On the other hand, Japan attaches great importance to fairness in accessibility that anyone can access anywhere. To give the simplest example, in Japan, anyone can be treated equally by a well-known doctor in any hospital without appointment. As a code of ethics to guarantee the access, doctors are prohibited by law from refusing to see a patient.

It looks like the government is providing good healthcare, but it won’t do anything new. Therefore, organizations that should promote innovation can defend themselves. Such a thing was permitted within the authorities, so the approved ranking of anti-corona vaccines was the last among developed countries. In addition to the delay in approval of the vaccine against the anti-cervical cancer virus, which has confirmed clear efficacy and had been approved in advanced countries, it has not been approved for use by men. This is because the head of the vaccine department of the authorities continued to extend approval to the next person in charge for fear of side effects.

The John Maddox Prize is an award given by “Nature” to those who have contributed to the dissemination of science and scientific evidence for the public good. In 2017, it was presented to Riko Muranaka, a medical doctor and journalist who has continued to send out information to verify the safety of the HPV vaccine. Nature described the HPV vaccine as “recognized by the scientific community and medical community as a key to preventing cervical cancer and other cancers and endorsed by the WHO (World Health Organization).” Moreover, in Japan the vaccine has been subject to a national misinformation campaign to discredit its benefits, results in vaccination rates falling from 70% to less than 1%. “ Nature evaluated her activities as “spreading science and scientific evidence for the public interest while facing difficulties and hostility,“ and selected from 100 candidates from 25 countries. Ms. Muranaka said, “I think it’s powerless to see that the situation has not changed even though I’ve written so much.“ The biggest problem is not being there. The nation must take responsibility for the lives of its people. “ Nature severely criticized the situation in Japan, saying that “a false information campaign that undermines the reliability of this vaccine was carried out nationwide” [13]. The data to disseminate false information was deliberately forged by an authoritative university professor who received research funding from the authorities to create fake data to deny.

For public interest, universal services should be obliged by the government to provide benefits to all, regardless of wealth, social class, men and women of all ages, or region. Even in Japan, where bioethics and publicity are the top priorities, the reality is beyond imagination. Professionals try to be central by acting for their own benefit. Once power is centralized, it is a virtue within the mainstream to not change unless it is related to their own interests.

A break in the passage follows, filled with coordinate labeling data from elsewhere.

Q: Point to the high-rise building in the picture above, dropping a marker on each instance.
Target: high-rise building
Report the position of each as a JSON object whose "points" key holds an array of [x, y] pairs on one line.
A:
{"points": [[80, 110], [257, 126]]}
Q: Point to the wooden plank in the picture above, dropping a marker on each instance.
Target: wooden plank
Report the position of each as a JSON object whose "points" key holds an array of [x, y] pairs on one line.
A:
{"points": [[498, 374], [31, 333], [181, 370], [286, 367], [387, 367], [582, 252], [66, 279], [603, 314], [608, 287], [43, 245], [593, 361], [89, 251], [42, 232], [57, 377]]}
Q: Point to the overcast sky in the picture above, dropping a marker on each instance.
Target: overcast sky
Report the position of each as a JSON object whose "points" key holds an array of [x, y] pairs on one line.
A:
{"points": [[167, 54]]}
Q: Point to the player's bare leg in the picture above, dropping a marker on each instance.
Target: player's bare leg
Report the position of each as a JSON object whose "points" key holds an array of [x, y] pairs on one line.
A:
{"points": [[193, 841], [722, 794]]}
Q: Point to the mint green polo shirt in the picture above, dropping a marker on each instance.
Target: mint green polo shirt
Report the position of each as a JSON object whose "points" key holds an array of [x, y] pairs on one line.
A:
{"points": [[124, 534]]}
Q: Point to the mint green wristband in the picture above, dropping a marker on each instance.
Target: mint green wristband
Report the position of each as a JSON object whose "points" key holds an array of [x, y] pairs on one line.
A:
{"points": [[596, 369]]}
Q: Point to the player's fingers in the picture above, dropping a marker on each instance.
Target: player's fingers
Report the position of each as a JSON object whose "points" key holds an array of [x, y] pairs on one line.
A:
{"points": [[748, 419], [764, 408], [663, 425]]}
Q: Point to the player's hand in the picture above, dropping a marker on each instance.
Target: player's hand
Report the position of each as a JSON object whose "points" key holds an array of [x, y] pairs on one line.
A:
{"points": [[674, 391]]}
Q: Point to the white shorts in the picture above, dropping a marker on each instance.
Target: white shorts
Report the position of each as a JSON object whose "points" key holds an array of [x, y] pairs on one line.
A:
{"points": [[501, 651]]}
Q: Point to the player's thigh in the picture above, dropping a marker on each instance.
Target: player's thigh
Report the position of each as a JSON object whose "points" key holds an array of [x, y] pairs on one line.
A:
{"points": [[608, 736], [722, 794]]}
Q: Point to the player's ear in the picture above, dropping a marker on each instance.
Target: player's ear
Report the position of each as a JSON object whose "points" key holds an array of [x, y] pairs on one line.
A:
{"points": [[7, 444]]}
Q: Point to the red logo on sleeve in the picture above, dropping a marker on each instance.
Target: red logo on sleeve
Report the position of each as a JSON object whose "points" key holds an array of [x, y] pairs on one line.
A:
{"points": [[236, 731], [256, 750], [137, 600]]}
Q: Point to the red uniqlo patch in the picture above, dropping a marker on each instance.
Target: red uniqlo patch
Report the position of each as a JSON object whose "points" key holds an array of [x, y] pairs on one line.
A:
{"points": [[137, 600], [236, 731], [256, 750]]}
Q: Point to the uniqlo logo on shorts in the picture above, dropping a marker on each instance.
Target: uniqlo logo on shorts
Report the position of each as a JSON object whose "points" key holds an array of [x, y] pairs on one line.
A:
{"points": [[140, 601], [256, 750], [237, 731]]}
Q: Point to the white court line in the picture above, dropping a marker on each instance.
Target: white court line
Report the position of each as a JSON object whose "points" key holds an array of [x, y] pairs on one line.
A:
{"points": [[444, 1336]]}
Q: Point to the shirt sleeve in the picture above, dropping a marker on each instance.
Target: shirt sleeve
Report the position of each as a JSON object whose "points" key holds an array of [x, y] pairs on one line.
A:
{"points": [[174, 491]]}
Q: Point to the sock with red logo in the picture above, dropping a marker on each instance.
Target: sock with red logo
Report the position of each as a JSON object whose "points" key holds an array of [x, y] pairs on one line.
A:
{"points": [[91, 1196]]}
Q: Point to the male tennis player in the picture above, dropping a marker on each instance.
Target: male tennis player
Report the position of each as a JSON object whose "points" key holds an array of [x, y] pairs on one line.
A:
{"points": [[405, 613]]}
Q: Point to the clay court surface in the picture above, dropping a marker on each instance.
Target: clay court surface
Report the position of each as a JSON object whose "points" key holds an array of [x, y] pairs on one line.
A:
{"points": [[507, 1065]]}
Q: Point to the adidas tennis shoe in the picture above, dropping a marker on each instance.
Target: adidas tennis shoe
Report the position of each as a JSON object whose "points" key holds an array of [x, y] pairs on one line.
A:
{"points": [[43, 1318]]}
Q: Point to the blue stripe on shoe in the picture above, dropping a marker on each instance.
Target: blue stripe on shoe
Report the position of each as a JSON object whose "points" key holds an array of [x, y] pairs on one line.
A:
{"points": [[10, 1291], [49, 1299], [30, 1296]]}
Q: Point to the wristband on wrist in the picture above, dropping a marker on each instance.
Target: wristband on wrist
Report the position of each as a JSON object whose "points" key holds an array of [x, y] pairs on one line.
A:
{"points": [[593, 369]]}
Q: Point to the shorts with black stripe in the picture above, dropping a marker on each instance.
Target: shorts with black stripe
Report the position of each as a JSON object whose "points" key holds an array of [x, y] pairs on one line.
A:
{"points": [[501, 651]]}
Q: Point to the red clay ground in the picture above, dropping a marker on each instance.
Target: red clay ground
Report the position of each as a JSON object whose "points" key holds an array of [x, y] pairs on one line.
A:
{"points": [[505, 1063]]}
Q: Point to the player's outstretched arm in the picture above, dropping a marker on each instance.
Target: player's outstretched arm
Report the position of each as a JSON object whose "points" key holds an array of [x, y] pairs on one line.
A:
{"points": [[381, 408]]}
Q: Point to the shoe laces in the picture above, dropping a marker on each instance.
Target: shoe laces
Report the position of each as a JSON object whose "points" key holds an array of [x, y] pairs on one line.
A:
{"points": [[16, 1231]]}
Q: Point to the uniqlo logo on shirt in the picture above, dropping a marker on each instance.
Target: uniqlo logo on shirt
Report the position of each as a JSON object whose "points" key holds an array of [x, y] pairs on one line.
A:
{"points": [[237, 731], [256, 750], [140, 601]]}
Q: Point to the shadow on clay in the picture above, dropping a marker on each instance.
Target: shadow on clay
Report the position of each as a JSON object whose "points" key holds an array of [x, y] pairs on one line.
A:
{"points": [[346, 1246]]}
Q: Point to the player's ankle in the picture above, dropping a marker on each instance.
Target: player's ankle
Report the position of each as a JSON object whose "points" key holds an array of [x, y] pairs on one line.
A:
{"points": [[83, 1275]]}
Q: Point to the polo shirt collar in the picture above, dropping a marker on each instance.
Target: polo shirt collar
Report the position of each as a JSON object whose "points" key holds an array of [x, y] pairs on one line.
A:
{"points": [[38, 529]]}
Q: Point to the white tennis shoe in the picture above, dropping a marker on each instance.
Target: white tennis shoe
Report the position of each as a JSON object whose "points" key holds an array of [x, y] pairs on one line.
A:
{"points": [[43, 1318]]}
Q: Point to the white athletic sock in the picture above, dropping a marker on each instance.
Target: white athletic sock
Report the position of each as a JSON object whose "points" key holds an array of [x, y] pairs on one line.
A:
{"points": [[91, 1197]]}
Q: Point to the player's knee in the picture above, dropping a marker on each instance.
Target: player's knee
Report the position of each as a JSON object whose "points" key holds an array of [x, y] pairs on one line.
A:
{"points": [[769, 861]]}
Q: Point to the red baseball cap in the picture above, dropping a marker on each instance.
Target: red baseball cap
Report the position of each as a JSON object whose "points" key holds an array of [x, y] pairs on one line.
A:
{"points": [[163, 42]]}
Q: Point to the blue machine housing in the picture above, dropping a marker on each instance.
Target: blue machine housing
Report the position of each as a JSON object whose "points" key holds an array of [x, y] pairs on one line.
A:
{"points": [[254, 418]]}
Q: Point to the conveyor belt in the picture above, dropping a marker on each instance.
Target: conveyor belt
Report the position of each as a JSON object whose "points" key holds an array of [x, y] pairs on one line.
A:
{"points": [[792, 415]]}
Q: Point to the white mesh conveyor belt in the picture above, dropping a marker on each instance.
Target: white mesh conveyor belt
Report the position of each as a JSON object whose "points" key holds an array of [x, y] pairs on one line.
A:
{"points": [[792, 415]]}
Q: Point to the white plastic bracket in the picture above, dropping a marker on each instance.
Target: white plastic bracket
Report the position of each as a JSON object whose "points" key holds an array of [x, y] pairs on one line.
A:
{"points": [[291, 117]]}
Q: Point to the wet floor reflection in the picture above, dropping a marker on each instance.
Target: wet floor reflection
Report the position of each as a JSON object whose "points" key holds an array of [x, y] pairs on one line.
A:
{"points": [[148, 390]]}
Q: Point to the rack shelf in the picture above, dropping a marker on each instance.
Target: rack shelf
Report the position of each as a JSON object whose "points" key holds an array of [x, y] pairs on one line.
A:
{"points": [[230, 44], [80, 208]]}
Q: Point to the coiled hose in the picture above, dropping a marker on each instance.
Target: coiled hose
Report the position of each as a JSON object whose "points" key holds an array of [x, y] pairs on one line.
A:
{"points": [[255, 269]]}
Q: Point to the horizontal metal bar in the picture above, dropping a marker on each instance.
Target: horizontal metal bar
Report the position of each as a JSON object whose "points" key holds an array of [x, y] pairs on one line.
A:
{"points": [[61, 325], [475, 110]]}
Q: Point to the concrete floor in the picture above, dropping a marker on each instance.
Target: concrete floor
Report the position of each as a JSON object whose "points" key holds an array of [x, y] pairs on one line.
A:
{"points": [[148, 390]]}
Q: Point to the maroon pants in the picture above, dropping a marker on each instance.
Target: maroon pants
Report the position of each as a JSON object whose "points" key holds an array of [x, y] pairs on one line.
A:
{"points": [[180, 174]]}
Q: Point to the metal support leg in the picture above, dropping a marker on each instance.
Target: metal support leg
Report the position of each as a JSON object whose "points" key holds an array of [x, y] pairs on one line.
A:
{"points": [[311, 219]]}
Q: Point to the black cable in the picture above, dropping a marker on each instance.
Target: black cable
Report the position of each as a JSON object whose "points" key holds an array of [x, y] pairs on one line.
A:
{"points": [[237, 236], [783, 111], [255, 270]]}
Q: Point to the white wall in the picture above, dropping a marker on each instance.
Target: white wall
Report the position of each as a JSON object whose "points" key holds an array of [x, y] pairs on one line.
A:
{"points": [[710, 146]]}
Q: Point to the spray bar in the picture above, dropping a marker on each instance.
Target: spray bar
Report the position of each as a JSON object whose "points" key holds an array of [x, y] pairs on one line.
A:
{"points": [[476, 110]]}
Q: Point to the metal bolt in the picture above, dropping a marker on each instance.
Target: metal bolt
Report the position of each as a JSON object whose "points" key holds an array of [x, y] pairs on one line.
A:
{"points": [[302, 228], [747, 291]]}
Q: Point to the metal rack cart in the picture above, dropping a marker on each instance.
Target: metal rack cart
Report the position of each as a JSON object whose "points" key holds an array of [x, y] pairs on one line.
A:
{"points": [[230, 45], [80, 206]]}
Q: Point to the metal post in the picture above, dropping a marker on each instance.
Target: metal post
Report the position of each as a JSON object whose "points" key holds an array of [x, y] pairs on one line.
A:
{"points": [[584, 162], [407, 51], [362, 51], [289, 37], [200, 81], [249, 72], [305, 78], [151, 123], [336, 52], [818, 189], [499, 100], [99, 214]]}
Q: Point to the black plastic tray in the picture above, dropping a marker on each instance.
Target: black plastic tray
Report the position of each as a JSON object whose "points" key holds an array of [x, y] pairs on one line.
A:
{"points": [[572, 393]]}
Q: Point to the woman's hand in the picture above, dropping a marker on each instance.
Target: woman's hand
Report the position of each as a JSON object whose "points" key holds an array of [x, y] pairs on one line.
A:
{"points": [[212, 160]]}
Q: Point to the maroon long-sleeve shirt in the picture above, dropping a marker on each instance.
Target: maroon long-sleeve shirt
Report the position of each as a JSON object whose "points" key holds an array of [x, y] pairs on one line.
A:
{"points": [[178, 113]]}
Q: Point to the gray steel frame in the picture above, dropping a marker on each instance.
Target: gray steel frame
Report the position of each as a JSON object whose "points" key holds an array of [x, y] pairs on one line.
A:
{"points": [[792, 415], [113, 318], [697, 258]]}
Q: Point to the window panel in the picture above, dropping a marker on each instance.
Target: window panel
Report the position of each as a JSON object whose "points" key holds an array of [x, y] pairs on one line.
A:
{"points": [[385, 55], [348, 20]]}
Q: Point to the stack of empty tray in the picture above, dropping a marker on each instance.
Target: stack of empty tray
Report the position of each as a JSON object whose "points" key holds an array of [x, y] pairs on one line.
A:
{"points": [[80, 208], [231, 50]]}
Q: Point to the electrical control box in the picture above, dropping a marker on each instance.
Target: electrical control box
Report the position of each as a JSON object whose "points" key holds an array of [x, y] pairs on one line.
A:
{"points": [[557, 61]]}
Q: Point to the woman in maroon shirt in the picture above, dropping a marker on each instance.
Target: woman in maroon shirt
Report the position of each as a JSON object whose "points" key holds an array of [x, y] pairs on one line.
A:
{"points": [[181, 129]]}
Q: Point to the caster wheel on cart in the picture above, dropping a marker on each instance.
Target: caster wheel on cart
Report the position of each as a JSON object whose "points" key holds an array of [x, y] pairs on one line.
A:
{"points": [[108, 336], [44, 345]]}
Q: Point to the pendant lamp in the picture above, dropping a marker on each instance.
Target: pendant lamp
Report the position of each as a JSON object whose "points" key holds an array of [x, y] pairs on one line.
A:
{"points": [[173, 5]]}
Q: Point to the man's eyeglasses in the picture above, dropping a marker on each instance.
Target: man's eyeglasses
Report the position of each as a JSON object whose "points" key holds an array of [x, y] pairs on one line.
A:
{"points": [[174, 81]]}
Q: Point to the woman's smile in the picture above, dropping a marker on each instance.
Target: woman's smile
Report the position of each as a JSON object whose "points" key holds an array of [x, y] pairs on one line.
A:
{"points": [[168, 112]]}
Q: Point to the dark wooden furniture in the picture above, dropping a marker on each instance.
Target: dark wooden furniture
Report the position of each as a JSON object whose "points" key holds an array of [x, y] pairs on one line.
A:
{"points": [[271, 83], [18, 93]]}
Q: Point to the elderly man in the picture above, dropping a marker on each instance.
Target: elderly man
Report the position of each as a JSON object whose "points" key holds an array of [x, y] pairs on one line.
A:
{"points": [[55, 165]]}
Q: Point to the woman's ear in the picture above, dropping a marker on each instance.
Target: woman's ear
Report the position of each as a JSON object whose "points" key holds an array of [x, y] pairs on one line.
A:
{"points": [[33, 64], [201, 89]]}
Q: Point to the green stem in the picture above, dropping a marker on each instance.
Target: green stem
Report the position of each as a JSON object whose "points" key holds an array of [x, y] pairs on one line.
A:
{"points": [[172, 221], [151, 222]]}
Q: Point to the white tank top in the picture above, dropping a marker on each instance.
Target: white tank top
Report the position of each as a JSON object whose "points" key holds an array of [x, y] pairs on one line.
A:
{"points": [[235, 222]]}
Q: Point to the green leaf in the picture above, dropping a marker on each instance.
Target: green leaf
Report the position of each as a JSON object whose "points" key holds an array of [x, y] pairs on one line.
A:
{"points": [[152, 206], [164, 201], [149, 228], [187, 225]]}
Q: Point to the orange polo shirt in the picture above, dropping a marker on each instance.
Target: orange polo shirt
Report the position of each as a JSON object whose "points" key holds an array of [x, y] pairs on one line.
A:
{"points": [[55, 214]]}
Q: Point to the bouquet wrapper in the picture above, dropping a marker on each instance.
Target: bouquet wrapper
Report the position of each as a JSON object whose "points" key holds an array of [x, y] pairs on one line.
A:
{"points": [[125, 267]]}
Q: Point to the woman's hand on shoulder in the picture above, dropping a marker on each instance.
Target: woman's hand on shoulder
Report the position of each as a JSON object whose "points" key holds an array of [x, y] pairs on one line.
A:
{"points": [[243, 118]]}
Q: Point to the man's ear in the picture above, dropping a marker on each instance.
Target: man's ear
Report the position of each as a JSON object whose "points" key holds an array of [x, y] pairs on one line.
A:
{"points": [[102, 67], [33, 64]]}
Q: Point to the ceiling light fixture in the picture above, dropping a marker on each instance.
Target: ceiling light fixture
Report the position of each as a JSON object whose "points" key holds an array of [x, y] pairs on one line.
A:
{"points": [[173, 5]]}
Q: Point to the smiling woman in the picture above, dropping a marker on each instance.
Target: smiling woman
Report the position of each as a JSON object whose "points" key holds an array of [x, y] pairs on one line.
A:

3.4 Lack of accessibility due to medical hegemony

The US government and scholars argue that if regulators decide everything, they will not be able to provide adequate medical care to the public. This is because regulation would make it as if there was only one monopoly and would not try for customers [14]. Mainstream scholars such as Michael Porter have argued that better medical care should be provided in the competition. In fact, the most advanced medical care is being developed and provided in the US. As a result, the most expensive medical ecosystem in the world and the lowest accessibility among developed countries has been created.

Figure 2 shows the annual change in the monopoly of American hospitals. An HHI (Herfindahl–Hirschman Index) score is the sum of the squares of the market share of each player in a market. For example, in a market where there is only one hospital — a monopoly — with 100 percent market share, that market’s HHI score is 10,000 (100 squared). A market with only two hospitals, in which one has 60 percent share and the other 40 percent, has an HHI of 5,200 (60 squared plus 40 squared). The Federal Trade Commission considers markets to be “highly concentrated” if their HHI scores are 2,500 or higher. In other industries, such as airlines or cell-phone carriers, the FTC routinely seeks to block mergers that would increase HHI scores above 2,500. In the hospital industry, however, the median market HHI exceeded 2,500 in the year 2000 and reached 2,800 in 2013 [15].

Figure 2.

Annual trends in the degree of monopoly by large hospitals in the US (source: “Avik Roy, The Foundation for Research on Equal Opportunity”).

A new wave of hospital mergers is driving market concentration higher. The blue bars denote the number of merger and acquisition transactions in a given year; in the 1990s, penetration of managed-care insurers, with a mandate for more aggressive cost control, led hospitals to merge in response, strengthening their market power over the insurers. The Federal Trade Commission (FTC) and the US. Department of Justice (DOJ) normally consider markets with an HHI above 1,500 as “moderately concentrated” and markets with HHI above 2,500 as “highly concentrated,” triggering antitrust litigation. However, consolidated hospital markets have largely avoided antitrust litigation. In 21th century, more than half of the hospital markets in the US have an HHI above 2,500, meaning that the FTC and DOJ would consider them to be “highly concentrated” (Sources: A. Roy/FREOPP analysis and graphics, Robert Wood Johnson Foundation, Martin Gaynor, Irving Levin Associates, HHS ASPE.) [15].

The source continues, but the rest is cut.